In-hospital mortality
Whereas this job was included in earlier research, the authors determined to exclude it from MIMIC-IV, primarily due to the complexities concerned in preprocessing. Regardless of filtering the notes, they nonetheless noticed mentions of demise, which results in knowledge leakage and in the end leads to overly assured fashions.
Outcomes
The authors noticed that fashions pre-trained on MIMIC-III knowledge didn’t generalize properly to MIMIC-IV. PubMedBERT demonstrated superior efficiency throughout duties because of its domain-specific tokenization and pre-training on biomedical textual content.
All fashions struggled with uncommon labels, notably in DIA and PRO duties. MIMIC-IV has a essential long-tail distribution, with solely about 6% of labels (round 100 codes) representing 67% of the information.
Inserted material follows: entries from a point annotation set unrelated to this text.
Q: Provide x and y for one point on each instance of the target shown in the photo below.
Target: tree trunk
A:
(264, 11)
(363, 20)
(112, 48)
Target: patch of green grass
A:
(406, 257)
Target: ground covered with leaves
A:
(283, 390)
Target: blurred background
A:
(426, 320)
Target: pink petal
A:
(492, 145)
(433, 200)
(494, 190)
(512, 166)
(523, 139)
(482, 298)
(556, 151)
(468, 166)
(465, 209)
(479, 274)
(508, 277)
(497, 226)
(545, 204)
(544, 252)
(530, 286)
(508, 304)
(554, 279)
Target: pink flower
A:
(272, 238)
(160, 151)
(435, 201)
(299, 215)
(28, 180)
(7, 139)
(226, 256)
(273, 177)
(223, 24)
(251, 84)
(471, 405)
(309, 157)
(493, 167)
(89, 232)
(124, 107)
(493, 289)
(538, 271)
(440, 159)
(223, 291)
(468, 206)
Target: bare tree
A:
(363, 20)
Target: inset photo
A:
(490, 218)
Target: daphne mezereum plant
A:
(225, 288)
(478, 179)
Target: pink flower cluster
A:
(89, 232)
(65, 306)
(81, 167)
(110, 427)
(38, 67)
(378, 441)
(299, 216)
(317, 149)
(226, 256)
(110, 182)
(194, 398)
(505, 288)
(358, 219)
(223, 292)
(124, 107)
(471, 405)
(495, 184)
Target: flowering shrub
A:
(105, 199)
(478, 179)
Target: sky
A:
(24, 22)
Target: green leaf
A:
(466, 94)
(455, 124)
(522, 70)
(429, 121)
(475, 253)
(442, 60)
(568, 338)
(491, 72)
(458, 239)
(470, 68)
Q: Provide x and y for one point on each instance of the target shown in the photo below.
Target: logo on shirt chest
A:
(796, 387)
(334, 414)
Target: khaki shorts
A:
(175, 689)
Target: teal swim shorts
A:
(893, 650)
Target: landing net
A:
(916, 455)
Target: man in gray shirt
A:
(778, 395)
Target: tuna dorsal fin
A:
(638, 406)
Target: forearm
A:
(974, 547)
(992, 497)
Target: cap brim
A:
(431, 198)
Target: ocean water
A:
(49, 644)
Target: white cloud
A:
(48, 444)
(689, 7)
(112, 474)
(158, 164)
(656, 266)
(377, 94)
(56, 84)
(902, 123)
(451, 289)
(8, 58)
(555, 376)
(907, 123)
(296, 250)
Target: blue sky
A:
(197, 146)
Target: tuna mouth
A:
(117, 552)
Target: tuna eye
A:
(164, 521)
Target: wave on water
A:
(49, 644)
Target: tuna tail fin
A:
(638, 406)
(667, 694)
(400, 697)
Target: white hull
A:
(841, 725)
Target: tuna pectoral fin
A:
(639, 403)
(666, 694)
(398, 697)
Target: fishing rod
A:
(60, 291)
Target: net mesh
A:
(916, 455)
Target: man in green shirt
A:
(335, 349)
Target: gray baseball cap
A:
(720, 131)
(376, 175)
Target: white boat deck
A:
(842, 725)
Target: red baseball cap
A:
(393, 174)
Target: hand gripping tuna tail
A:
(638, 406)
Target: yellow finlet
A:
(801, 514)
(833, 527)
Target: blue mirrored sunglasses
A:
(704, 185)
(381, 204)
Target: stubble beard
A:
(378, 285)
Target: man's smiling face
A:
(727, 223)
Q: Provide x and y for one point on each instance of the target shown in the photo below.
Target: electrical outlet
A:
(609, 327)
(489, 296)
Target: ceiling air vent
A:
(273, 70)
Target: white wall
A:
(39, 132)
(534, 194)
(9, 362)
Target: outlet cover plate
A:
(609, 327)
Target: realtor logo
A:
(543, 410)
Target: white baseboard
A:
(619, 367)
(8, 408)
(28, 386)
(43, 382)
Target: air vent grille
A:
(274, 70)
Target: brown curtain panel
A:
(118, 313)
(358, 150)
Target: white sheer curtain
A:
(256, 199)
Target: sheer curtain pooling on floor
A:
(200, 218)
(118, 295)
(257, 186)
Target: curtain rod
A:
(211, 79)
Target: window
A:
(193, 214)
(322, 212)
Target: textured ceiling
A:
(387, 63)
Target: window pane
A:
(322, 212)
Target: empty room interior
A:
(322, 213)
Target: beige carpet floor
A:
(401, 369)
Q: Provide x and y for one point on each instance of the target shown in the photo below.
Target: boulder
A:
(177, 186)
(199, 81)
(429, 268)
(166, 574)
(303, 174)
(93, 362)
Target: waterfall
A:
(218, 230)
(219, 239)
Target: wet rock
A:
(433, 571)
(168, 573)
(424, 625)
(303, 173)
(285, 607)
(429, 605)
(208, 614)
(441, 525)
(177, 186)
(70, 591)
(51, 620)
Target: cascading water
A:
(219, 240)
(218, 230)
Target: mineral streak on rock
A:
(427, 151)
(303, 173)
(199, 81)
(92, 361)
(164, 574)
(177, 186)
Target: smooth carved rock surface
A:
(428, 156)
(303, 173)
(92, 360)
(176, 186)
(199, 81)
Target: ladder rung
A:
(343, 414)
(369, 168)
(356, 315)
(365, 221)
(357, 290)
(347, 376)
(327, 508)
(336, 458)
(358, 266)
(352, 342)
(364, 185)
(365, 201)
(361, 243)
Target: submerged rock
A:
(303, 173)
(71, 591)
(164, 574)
The remaining 94% (1,517 codes) are sparse, encompassing solely 33%!
Even PubMedBERT has issue reaching a excessive PR-AUC for these uncommon labels, primarily enhancing its efficiency on the extra prevalent head labels:
Conclusion
Regardless of the richness of notes, challenges associated to knowledge imbalance, annotation high quality, and job complexity stay for text-based prediction. For extra particulars on outcomes and future analysis, check with the original article.